Thomas Jefferson stated:

I am not an advocate for frequent changes in laws and constitutions. But laws and institutions must go hand and hand with the progress of the human mind. As that becomes more developed, more enlightened, as new discoveries are made, new truths discovered and manners and opinions change, with the change of circumstances, institutions must advance also to keep pace with the times. We might as well require a man to wear still the coat which fitted him when a boy . . . .[10]

Our task is to determine whether the coat still fits in this new information age.

Our intellectual property regime must (1) recognize the legitimate rights and commercial expectations of persons and entities whose works are used in the NII environment, whether at their instance or without their permission, and (2) ensure that users have access to the broadest feasible variety of works on terms and conditions that, in the language of the Constitution, "promote the progress of science and the useful arts."[11]

For more than two centuries copyright law, with periodic amendment, has provided protection for an increasing variety of works of authorship. The most recent complete revision of the law--The Copyright Act of 1976--was enacted in response to "significant changes in technology [that had] affected the operation of the copyright law."[12] The legislative history of the 1976 Act noted that those changes had "generated new industries and new methods for the reproduction and dissemination of copyrighted works, and the business relations between authors and users have evolved new patterns."[13]

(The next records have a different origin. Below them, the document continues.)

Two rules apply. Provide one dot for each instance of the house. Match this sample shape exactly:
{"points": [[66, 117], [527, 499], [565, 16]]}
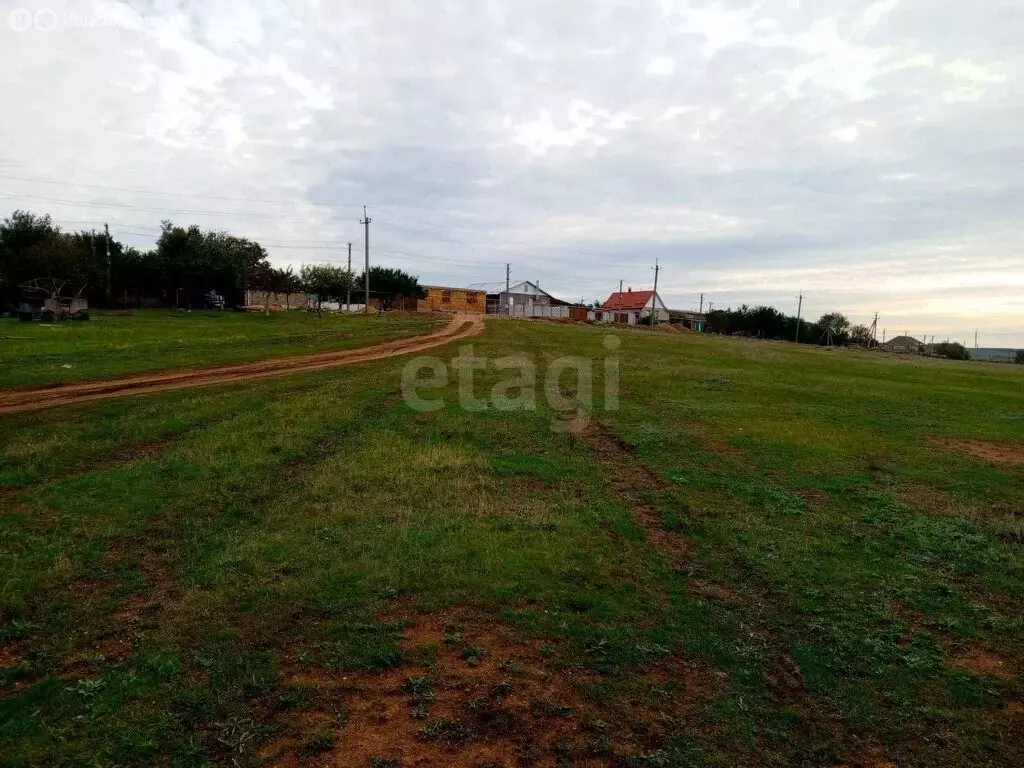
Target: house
{"points": [[445, 299], [632, 306], [525, 299], [692, 321], [902, 345]]}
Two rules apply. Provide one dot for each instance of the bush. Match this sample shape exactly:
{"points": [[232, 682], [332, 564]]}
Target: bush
{"points": [[951, 351]]}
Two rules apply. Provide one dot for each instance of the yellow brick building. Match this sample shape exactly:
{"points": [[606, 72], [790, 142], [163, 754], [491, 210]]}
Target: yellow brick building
{"points": [[444, 299]]}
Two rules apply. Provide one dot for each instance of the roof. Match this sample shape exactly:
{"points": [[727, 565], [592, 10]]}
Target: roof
{"points": [[905, 341], [528, 288], [628, 300]]}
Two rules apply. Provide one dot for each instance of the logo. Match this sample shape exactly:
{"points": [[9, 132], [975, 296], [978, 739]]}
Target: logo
{"points": [[19, 19]]}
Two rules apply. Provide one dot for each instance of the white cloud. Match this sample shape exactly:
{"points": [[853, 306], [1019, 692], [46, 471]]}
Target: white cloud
{"points": [[744, 143]]}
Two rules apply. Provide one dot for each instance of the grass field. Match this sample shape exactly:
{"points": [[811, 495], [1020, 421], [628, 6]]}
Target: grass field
{"points": [[769, 554], [110, 345]]}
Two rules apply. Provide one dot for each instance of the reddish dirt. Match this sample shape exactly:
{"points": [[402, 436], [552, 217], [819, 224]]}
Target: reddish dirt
{"points": [[988, 451], [632, 479], [982, 662], [22, 400], [512, 705]]}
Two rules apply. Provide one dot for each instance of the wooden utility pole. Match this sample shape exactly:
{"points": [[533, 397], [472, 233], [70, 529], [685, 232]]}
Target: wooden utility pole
{"points": [[366, 274], [348, 296], [107, 229], [800, 308], [653, 299]]}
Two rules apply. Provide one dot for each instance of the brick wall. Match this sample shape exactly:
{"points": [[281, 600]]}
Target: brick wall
{"points": [[442, 299]]}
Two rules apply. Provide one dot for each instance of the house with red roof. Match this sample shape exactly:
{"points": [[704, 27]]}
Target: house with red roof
{"points": [[630, 306]]}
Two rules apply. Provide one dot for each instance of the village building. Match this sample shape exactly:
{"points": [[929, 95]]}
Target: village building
{"points": [[902, 345], [445, 299], [631, 307], [692, 321], [526, 299]]}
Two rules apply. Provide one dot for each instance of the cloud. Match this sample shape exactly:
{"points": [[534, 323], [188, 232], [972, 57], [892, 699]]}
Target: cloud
{"points": [[865, 154]]}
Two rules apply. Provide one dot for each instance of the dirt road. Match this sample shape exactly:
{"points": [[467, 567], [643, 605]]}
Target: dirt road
{"points": [[22, 400]]}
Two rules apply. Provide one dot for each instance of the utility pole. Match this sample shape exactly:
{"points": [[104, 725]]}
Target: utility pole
{"points": [[800, 308], [348, 296], [366, 243], [108, 230], [508, 289], [653, 299]]}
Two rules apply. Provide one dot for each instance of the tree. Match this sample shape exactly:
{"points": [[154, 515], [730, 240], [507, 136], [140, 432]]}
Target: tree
{"points": [[389, 285], [950, 350], [262, 279], [861, 335], [324, 283], [835, 328]]}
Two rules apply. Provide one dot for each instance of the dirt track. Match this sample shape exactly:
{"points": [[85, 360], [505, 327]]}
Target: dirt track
{"points": [[22, 400]]}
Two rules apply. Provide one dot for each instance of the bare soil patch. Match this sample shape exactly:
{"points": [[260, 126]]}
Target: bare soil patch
{"points": [[478, 693], [22, 400], [633, 481], [989, 451], [723, 592], [982, 662]]}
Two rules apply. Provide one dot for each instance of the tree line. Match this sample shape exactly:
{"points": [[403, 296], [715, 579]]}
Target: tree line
{"points": [[185, 264], [769, 323]]}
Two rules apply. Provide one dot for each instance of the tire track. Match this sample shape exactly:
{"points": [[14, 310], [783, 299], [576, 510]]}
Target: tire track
{"points": [[24, 400]]}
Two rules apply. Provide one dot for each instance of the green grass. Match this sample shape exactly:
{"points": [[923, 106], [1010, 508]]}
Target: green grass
{"points": [[111, 345], [273, 520]]}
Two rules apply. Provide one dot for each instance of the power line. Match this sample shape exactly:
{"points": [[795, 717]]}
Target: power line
{"points": [[148, 209]]}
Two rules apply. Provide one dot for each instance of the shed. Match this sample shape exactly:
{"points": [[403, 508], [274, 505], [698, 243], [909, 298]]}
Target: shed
{"points": [[902, 345]]}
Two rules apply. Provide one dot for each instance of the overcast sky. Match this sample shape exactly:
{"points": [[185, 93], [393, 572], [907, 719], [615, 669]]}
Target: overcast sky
{"points": [[868, 154]]}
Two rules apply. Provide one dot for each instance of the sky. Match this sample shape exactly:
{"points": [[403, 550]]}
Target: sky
{"points": [[866, 155]]}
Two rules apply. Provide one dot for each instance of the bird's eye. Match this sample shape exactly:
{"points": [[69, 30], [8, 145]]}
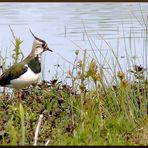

We are once again faced with significant changes in technology, and views on the appropriate response to these changes vary widely. There are some who argue that the Copyright Act is adequate without any modification. Others suggest that a complete overhaul of the intellectual property regime is in order.[14] We believe that with no more than minor clarification and amendment, the Copyright Act, like the Patent Act, will provide the necessary protection of rights--and limitations on those rights--to promote the progress of science and the useful arts. There must be, however, effort in three disciplines--the law, technology and education--to successfully resolve the intellectual property issues raised by the development and use of the NII.